Week of January 24, 2011

Musseled-Out Native Species Return to the Hudson

by Rebecca Kessler
news.sciencemag.org

When zebra mussels make the news, it's usually because they've invaded yet another water body. Not this time, though. In New York's Hudson River, zebra mussels appear to be declining as displaced native species stage a comeback.

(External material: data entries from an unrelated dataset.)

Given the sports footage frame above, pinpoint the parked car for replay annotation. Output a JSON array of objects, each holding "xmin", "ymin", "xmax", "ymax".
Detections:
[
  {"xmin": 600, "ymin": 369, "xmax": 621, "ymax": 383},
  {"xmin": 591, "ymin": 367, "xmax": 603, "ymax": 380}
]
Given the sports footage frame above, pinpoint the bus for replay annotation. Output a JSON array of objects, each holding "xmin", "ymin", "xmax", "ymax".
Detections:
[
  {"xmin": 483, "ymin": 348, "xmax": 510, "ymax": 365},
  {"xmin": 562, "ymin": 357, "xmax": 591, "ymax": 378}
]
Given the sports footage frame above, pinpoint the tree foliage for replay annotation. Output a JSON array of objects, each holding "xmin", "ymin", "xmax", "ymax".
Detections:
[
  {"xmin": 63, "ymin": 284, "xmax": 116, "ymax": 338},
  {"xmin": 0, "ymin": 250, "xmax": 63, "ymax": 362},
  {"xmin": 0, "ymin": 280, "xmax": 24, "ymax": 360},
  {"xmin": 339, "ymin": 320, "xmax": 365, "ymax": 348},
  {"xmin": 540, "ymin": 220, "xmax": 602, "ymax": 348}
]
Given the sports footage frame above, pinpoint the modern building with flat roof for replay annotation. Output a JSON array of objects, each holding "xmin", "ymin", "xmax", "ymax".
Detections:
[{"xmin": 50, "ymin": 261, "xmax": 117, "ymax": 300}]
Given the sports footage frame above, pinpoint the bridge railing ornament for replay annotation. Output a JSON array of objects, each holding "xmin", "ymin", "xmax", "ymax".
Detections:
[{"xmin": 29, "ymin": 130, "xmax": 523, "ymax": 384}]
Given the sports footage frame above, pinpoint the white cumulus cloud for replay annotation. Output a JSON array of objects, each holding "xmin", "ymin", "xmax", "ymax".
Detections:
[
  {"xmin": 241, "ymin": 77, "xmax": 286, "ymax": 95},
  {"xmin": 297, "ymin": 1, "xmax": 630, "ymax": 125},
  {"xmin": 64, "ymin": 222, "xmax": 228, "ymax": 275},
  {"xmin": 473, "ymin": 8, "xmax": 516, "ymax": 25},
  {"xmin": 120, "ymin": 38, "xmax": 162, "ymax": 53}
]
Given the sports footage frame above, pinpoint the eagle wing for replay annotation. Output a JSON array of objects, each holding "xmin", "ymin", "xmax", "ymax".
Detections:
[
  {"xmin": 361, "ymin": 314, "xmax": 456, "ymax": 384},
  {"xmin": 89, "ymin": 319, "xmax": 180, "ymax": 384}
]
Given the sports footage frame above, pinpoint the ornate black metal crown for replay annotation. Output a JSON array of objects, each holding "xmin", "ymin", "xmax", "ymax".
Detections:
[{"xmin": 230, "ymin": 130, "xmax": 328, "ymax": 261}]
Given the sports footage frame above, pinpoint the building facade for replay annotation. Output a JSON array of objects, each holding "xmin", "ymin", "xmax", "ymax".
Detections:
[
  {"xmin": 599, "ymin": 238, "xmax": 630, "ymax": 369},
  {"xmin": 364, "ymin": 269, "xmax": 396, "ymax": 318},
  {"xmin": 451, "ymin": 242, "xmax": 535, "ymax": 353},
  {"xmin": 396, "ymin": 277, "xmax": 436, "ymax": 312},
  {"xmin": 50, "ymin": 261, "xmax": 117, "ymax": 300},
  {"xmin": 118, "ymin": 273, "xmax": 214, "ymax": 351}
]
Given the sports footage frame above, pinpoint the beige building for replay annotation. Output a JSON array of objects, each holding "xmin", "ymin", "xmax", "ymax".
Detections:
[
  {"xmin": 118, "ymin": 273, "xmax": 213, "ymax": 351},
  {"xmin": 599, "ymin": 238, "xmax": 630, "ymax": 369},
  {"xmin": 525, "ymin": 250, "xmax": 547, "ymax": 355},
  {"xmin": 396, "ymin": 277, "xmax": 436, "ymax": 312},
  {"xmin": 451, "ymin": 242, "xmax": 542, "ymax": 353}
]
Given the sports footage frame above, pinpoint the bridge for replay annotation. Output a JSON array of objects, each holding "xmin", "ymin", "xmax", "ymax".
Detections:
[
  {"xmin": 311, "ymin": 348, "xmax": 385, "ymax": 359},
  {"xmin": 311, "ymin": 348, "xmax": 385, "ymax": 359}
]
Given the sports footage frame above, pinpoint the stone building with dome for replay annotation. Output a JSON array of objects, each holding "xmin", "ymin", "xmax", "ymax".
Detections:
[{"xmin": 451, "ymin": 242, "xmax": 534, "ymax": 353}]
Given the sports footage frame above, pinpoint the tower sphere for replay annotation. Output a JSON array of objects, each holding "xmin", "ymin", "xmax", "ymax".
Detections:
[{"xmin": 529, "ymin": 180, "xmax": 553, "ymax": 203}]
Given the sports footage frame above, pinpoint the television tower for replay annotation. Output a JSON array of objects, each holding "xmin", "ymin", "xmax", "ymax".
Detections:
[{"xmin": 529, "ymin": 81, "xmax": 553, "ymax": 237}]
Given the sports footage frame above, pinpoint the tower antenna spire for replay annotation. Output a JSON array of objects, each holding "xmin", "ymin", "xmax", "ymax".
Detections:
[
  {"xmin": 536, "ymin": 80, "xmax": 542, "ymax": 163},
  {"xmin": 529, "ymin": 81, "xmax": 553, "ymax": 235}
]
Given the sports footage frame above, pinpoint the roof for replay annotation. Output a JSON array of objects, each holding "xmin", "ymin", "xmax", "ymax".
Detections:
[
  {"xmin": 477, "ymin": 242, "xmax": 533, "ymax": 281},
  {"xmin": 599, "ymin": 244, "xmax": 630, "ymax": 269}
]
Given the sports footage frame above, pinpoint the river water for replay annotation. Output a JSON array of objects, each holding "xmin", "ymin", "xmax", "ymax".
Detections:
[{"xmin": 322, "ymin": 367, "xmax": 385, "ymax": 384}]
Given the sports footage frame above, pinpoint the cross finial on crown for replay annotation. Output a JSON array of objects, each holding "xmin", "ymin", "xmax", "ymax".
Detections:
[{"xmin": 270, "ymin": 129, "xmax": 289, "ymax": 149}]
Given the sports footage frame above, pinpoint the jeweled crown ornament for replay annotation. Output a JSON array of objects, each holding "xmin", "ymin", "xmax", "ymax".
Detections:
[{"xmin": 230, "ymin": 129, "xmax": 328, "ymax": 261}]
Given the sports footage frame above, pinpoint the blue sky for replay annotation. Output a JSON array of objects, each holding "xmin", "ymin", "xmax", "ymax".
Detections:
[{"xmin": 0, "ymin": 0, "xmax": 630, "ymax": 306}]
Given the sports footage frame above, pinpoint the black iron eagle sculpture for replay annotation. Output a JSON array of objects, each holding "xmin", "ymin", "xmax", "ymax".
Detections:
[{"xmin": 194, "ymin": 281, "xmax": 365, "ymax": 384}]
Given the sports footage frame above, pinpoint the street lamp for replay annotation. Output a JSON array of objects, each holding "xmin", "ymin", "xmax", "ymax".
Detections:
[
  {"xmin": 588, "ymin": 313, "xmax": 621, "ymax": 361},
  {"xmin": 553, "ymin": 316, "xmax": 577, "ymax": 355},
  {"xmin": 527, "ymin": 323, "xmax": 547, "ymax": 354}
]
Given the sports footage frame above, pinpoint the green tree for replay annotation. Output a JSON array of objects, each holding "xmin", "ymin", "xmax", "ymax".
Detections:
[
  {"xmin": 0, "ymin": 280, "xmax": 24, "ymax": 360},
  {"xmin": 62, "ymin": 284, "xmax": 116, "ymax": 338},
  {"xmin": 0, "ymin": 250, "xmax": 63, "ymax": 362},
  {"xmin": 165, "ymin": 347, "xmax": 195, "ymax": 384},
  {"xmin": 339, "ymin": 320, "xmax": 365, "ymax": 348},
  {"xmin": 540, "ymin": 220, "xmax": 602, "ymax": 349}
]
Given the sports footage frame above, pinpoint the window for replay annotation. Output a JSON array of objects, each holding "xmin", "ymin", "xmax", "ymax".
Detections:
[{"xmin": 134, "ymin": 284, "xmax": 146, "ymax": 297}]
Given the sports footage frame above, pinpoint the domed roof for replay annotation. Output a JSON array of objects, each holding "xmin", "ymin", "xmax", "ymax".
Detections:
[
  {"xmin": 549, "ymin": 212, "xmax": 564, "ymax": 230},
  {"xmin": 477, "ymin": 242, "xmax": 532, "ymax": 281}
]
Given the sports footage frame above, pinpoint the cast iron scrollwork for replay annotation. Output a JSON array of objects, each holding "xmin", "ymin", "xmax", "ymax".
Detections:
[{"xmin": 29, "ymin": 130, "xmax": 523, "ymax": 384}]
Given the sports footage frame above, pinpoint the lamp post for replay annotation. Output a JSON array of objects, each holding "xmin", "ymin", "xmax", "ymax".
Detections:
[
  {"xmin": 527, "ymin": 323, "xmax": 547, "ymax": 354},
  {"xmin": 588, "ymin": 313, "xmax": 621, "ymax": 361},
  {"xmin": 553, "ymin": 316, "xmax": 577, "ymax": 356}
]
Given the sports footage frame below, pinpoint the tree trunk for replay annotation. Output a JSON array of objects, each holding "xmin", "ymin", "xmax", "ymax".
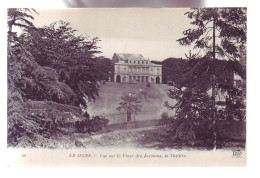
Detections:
[
  {"xmin": 211, "ymin": 18, "xmax": 217, "ymax": 150},
  {"xmin": 126, "ymin": 111, "xmax": 131, "ymax": 123}
]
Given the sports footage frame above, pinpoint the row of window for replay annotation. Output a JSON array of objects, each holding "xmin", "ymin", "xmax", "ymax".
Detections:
[
  {"xmin": 125, "ymin": 60, "xmax": 148, "ymax": 64},
  {"xmin": 117, "ymin": 66, "xmax": 160, "ymax": 71}
]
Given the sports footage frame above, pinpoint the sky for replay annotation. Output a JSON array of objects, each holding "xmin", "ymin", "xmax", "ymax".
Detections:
[{"xmin": 31, "ymin": 8, "xmax": 191, "ymax": 61}]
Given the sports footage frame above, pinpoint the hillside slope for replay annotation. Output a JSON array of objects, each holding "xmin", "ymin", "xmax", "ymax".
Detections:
[{"xmin": 87, "ymin": 82, "xmax": 176, "ymax": 124}]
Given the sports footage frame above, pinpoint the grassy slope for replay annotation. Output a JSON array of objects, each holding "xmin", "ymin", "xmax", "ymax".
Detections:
[{"xmin": 88, "ymin": 82, "xmax": 176, "ymax": 124}]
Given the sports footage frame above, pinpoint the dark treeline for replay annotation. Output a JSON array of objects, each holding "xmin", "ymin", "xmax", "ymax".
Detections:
[{"xmin": 7, "ymin": 9, "xmax": 110, "ymax": 147}]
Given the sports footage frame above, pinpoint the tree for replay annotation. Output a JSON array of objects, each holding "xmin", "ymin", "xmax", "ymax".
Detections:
[
  {"xmin": 7, "ymin": 9, "xmax": 108, "ymax": 147},
  {"xmin": 166, "ymin": 8, "xmax": 246, "ymax": 148},
  {"xmin": 116, "ymin": 93, "xmax": 142, "ymax": 123},
  {"xmin": 7, "ymin": 8, "xmax": 38, "ymax": 33},
  {"xmin": 19, "ymin": 21, "xmax": 109, "ymax": 107}
]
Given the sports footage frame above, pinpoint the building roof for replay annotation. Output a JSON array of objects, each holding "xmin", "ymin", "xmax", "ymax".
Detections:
[{"xmin": 114, "ymin": 53, "xmax": 147, "ymax": 61}]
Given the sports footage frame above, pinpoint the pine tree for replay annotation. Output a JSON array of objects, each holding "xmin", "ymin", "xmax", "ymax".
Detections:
[{"xmin": 168, "ymin": 8, "xmax": 246, "ymax": 148}]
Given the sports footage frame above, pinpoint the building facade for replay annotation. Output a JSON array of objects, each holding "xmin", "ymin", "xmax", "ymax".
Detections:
[{"xmin": 112, "ymin": 53, "xmax": 162, "ymax": 84}]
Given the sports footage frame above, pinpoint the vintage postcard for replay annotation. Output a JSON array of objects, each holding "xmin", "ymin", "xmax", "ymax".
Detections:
[{"xmin": 7, "ymin": 7, "xmax": 247, "ymax": 167}]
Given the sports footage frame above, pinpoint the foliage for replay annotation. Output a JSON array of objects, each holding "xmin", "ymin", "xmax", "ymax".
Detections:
[
  {"xmin": 7, "ymin": 8, "xmax": 38, "ymax": 33},
  {"xmin": 7, "ymin": 9, "xmax": 109, "ymax": 147},
  {"xmin": 165, "ymin": 8, "xmax": 246, "ymax": 148},
  {"xmin": 177, "ymin": 8, "xmax": 246, "ymax": 60},
  {"xmin": 177, "ymin": 8, "xmax": 246, "ymax": 60},
  {"xmin": 19, "ymin": 21, "xmax": 110, "ymax": 107}
]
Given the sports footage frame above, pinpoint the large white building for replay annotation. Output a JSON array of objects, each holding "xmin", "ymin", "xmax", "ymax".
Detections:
[{"xmin": 112, "ymin": 53, "xmax": 162, "ymax": 83}]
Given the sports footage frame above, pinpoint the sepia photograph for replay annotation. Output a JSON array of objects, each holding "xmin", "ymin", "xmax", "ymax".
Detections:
[{"xmin": 7, "ymin": 7, "xmax": 247, "ymax": 166}]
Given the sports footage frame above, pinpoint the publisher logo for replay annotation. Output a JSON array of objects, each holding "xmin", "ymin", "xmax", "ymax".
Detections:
[{"xmin": 232, "ymin": 150, "xmax": 242, "ymax": 158}]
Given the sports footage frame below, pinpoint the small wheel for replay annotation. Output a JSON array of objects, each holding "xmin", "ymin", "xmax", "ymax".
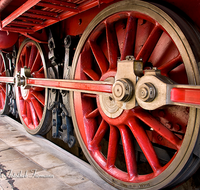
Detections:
[
  {"xmin": 0, "ymin": 51, "xmax": 9, "ymax": 115},
  {"xmin": 15, "ymin": 39, "xmax": 51, "ymax": 135},
  {"xmin": 71, "ymin": 0, "xmax": 200, "ymax": 189}
]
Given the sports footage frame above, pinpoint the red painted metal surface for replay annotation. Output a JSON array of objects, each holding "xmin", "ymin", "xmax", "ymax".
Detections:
[
  {"xmin": 0, "ymin": 56, "xmax": 7, "ymax": 111},
  {"xmin": 171, "ymin": 88, "xmax": 200, "ymax": 105},
  {"xmin": 0, "ymin": 31, "xmax": 18, "ymax": 49},
  {"xmin": 74, "ymin": 12, "xmax": 188, "ymax": 183},
  {"xmin": 16, "ymin": 42, "xmax": 45, "ymax": 129},
  {"xmin": 27, "ymin": 78, "xmax": 112, "ymax": 93},
  {"xmin": 1, "ymin": 0, "xmax": 114, "ymax": 33},
  {"xmin": 0, "ymin": 0, "xmax": 13, "ymax": 12},
  {"xmin": 1, "ymin": 0, "xmax": 41, "ymax": 28}
]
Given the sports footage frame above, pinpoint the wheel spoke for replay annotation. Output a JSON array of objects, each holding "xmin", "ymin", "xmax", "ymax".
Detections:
[
  {"xmin": 1, "ymin": 91, "xmax": 6, "ymax": 104},
  {"xmin": 170, "ymin": 85, "xmax": 200, "ymax": 108},
  {"xmin": 28, "ymin": 45, "xmax": 37, "ymax": 68},
  {"xmin": 105, "ymin": 22, "xmax": 119, "ymax": 69},
  {"xmin": 31, "ymin": 51, "xmax": 42, "ymax": 73},
  {"xmin": 135, "ymin": 109, "xmax": 182, "ymax": 149},
  {"xmin": 136, "ymin": 25, "xmax": 162, "ymax": 63},
  {"xmin": 31, "ymin": 96, "xmax": 43, "ymax": 120},
  {"xmin": 90, "ymin": 120, "xmax": 108, "ymax": 149},
  {"xmin": 1, "ymin": 84, "xmax": 6, "ymax": 94},
  {"xmin": 120, "ymin": 125, "xmax": 137, "ymax": 178},
  {"xmin": 121, "ymin": 15, "xmax": 137, "ymax": 60},
  {"xmin": 89, "ymin": 41, "xmax": 109, "ymax": 74},
  {"xmin": 0, "ymin": 58, "xmax": 5, "ymax": 73},
  {"xmin": 1, "ymin": 71, "xmax": 6, "ymax": 76},
  {"xmin": 86, "ymin": 108, "xmax": 99, "ymax": 119},
  {"xmin": 25, "ymin": 46, "xmax": 30, "ymax": 67},
  {"xmin": 128, "ymin": 118, "xmax": 161, "ymax": 172},
  {"xmin": 107, "ymin": 126, "xmax": 119, "ymax": 168},
  {"xmin": 32, "ymin": 91, "xmax": 45, "ymax": 106},
  {"xmin": 158, "ymin": 54, "xmax": 183, "ymax": 75},
  {"xmin": 20, "ymin": 55, "xmax": 25, "ymax": 68},
  {"xmin": 83, "ymin": 69, "xmax": 100, "ymax": 81},
  {"xmin": 29, "ymin": 102, "xmax": 39, "ymax": 128},
  {"xmin": 21, "ymin": 100, "xmax": 28, "ymax": 117},
  {"xmin": 24, "ymin": 101, "xmax": 32, "ymax": 125},
  {"xmin": 0, "ymin": 91, "xmax": 4, "ymax": 109}
]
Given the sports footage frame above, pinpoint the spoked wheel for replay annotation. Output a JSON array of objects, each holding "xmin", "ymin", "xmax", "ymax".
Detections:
[
  {"xmin": 15, "ymin": 39, "xmax": 51, "ymax": 134},
  {"xmin": 71, "ymin": 1, "xmax": 199, "ymax": 189},
  {"xmin": 0, "ymin": 51, "xmax": 9, "ymax": 115}
]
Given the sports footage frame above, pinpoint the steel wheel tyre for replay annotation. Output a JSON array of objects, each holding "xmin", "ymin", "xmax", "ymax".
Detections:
[
  {"xmin": 0, "ymin": 51, "xmax": 9, "ymax": 115},
  {"xmin": 15, "ymin": 39, "xmax": 51, "ymax": 135},
  {"xmin": 71, "ymin": 1, "xmax": 200, "ymax": 189}
]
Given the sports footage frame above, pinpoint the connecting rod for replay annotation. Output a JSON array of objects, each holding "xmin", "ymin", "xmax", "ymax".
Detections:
[{"xmin": 0, "ymin": 59, "xmax": 200, "ymax": 110}]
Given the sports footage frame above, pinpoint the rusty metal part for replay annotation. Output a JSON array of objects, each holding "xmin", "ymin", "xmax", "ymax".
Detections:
[
  {"xmin": 99, "ymin": 77, "xmax": 123, "ymax": 118},
  {"xmin": 112, "ymin": 56, "xmax": 136, "ymax": 110},
  {"xmin": 0, "ymin": 0, "xmax": 13, "ymax": 12}
]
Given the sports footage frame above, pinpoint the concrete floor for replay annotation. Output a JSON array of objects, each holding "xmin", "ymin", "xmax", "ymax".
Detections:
[
  {"xmin": 0, "ymin": 116, "xmax": 200, "ymax": 190},
  {"xmin": 0, "ymin": 116, "xmax": 116, "ymax": 190}
]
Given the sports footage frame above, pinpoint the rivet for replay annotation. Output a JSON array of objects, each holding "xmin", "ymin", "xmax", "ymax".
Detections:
[
  {"xmin": 165, "ymin": 122, "xmax": 172, "ymax": 129},
  {"xmin": 158, "ymin": 110, "xmax": 165, "ymax": 117}
]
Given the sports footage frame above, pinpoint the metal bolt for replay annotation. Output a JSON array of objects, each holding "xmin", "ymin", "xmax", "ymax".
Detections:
[
  {"xmin": 52, "ymin": 108, "xmax": 56, "ymax": 114},
  {"xmin": 139, "ymin": 83, "xmax": 156, "ymax": 102},
  {"xmin": 113, "ymin": 79, "xmax": 133, "ymax": 102},
  {"xmin": 126, "ymin": 55, "xmax": 135, "ymax": 61},
  {"xmin": 61, "ymin": 125, "xmax": 67, "ymax": 130},
  {"xmin": 61, "ymin": 112, "xmax": 65, "ymax": 117},
  {"xmin": 158, "ymin": 110, "xmax": 165, "ymax": 117},
  {"xmin": 174, "ymin": 123, "xmax": 181, "ymax": 131},
  {"xmin": 165, "ymin": 122, "xmax": 172, "ymax": 129},
  {"xmin": 140, "ymin": 87, "xmax": 148, "ymax": 99},
  {"xmin": 53, "ymin": 119, "xmax": 56, "ymax": 126}
]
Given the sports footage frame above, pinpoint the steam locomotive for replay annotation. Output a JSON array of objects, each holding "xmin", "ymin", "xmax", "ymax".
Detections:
[{"xmin": 0, "ymin": 0, "xmax": 200, "ymax": 190}]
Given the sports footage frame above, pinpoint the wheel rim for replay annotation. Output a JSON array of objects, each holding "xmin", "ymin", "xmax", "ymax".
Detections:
[
  {"xmin": 0, "ymin": 52, "xmax": 8, "ymax": 114},
  {"xmin": 15, "ymin": 40, "xmax": 47, "ymax": 134},
  {"xmin": 71, "ymin": 1, "xmax": 198, "ymax": 189}
]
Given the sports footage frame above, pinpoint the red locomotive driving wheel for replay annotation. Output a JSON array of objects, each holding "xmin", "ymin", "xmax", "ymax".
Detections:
[{"xmin": 71, "ymin": 1, "xmax": 199, "ymax": 189}]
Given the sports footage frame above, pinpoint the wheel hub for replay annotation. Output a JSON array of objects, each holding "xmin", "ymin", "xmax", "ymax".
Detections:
[
  {"xmin": 113, "ymin": 79, "xmax": 133, "ymax": 102},
  {"xmin": 99, "ymin": 77, "xmax": 123, "ymax": 118},
  {"xmin": 21, "ymin": 87, "xmax": 30, "ymax": 100}
]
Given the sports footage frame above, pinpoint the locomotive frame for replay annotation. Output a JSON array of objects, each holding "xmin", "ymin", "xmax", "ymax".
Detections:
[{"xmin": 0, "ymin": 0, "xmax": 200, "ymax": 189}]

Zebra mussels are striped, nickel-sized mollusks native to western Asia. Since they first appeared in the United States in 1988 as stowaways in ship ballast water, their habit of starving out native invertebrates and fouling equipment has made them serious aquatic pests. When they showed up in the Hudson in 1991, freshwater ecologist David Strayer and his colleagues at the Cary Institute of Ecosystem Studies in Millbrook, New York, were prepared—if not to stop them then at least to study their effects. Cary researchers had been regularly sampling plankton and water chemistry within the Hudson's 150-kilometer freshwater estuary for 5 years and had started sampling riverbed invertebrates the previous year. The data set's unparalleled length and continuity has enabled Strayer's team to detect changes in the population and effects of an invasive species that have eluded researchers elsewhere.

Zebra mussels hit the Hudson hard. They quickly gobbled up most of the river's plankton, the researchers discovered. Native mussels, clams, and other invertebrates plummeted to as little as 1% of their original populations. "It looked really, really grim," says Strayer.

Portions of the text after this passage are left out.